Fault Management#

Logging#

Aerial follows the best practices of Kubernetes (https://kubernetes.io/docs/concepts/cluster-administration/logging/) for implementing logging.

The cuphycontroller application outputs log messages, where the log level is less than or equal to the warning level, directly to stdout using the logging at the node level pattern:

../../../_images/image11.png

For high performance logs, Aerial uses background threads to offload the I/O bottleneck from the real-time threads. Log messages, where level is less than or equal to the nvlog.shm_log_level cuphycontroller YAML configuration parameter, are processed in background threads. The logger outputs can be retrieved using the streaming sidecar pattern with logs written directly to the local disk:

../../../_images/image12.png

nvlog message format#

Each nvlog message is a string of the form “[Tag Name] Msg” prefixed with the following space-separated fields:

  • Timestamp

  • Log level

  • Thread Name

  • Log event code string

The fields are further described herein:

Timestamp is HH:MM:SS.us, for example, 20:58:09.036299

Log level is:

  • FAT - Fatal

  • ERR - Error

  • CON - Console

  • WRN - Warning

  • INF - Info

  • DBG - Debug

  • VER - Verbose

Thread Name is the name of the thread that has generated the log message.

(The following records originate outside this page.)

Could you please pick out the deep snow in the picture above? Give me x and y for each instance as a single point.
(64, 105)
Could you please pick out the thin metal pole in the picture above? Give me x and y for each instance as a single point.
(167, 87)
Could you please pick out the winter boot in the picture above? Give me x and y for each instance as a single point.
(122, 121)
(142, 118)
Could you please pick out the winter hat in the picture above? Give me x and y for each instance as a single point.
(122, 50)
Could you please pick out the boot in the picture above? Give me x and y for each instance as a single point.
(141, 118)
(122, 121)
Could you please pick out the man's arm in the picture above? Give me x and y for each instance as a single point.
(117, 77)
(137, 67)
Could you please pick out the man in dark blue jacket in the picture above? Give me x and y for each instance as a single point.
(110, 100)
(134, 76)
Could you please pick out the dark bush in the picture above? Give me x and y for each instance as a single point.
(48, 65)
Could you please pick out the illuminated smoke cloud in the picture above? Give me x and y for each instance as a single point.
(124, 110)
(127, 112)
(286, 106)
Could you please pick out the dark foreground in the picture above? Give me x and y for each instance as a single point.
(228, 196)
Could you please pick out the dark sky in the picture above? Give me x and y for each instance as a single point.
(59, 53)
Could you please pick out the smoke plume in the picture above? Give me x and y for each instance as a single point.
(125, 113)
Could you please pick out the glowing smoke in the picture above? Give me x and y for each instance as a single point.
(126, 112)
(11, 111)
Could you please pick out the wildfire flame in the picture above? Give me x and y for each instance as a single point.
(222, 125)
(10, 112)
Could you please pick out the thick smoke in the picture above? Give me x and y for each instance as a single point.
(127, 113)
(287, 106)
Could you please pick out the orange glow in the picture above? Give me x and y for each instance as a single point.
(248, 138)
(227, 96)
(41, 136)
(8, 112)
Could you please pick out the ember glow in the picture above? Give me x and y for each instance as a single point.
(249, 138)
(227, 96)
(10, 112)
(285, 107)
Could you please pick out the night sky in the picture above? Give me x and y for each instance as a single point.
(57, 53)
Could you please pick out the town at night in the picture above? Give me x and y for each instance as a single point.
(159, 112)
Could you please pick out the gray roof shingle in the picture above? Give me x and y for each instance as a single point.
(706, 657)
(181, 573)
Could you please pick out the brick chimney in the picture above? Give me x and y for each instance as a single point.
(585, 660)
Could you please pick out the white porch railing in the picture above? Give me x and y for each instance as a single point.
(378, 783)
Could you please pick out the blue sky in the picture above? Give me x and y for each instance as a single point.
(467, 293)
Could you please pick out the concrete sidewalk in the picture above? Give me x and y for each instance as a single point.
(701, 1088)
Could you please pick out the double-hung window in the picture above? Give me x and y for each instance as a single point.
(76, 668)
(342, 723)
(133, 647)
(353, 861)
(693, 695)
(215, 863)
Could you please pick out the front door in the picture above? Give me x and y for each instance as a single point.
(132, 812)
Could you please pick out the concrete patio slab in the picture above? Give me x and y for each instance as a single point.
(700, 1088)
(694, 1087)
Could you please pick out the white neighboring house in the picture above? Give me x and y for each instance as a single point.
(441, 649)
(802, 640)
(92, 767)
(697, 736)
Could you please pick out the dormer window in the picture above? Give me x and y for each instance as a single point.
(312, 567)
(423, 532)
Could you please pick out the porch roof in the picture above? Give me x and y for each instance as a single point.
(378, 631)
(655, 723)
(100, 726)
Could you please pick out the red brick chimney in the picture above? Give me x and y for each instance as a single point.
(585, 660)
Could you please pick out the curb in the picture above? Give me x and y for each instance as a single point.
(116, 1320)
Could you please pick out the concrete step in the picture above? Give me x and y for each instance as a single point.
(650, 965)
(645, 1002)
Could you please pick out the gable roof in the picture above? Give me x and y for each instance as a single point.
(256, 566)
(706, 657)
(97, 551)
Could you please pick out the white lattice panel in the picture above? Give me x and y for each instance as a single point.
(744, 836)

Log event code string is a string that indicates the category of event that has occurred. This field only presents in FAT or ERR level logs.

An example of CON to VER level nvlog message is:

12:34:45.849421 CON msg_processing 0 [SCF.PHY] on_config_request: cell_id=3 numTLVs=68 state=0

Here is an example of an nvlog message at FAT or ERR level with Event Code AERIAL_CUPHY_EVENT:

11:41:09.567600 ERR 104402 0 [AERIAL_CUPHY_EVENT] [CUPHY] Number of batches for batched copy is 20, but current max. specified is 20.

nvlog tags#

Aerial implements the per tag logging, log level can be separately configured for each tag. Below are the tags for nvlog itself. See full list of tags in nvlog_config.yaml.

nvlog tags:

  • 10: “NVLOG” # nvlog

  • 11: “NVLOG.TEST”

  • 12: “NVLOG.ITAG”

  • 13: “NVLOG.STAG”

  • 14: “NVLOG.STAT”

  • 15: “NVLOG.OBSERVER”

  • 16: “NVLOG.CPP”

  • 17: “NVLOG.SHM”

  • 18: “NVLOG.UTILS”

  • 19: “NVLOG.C”

  • 20: “NVLOG.EXIT_HANDLER”

Event codes#

The following is the list of event codes (see aerial_event_code.h). The event strings match the event code names, minus the AERIAL_.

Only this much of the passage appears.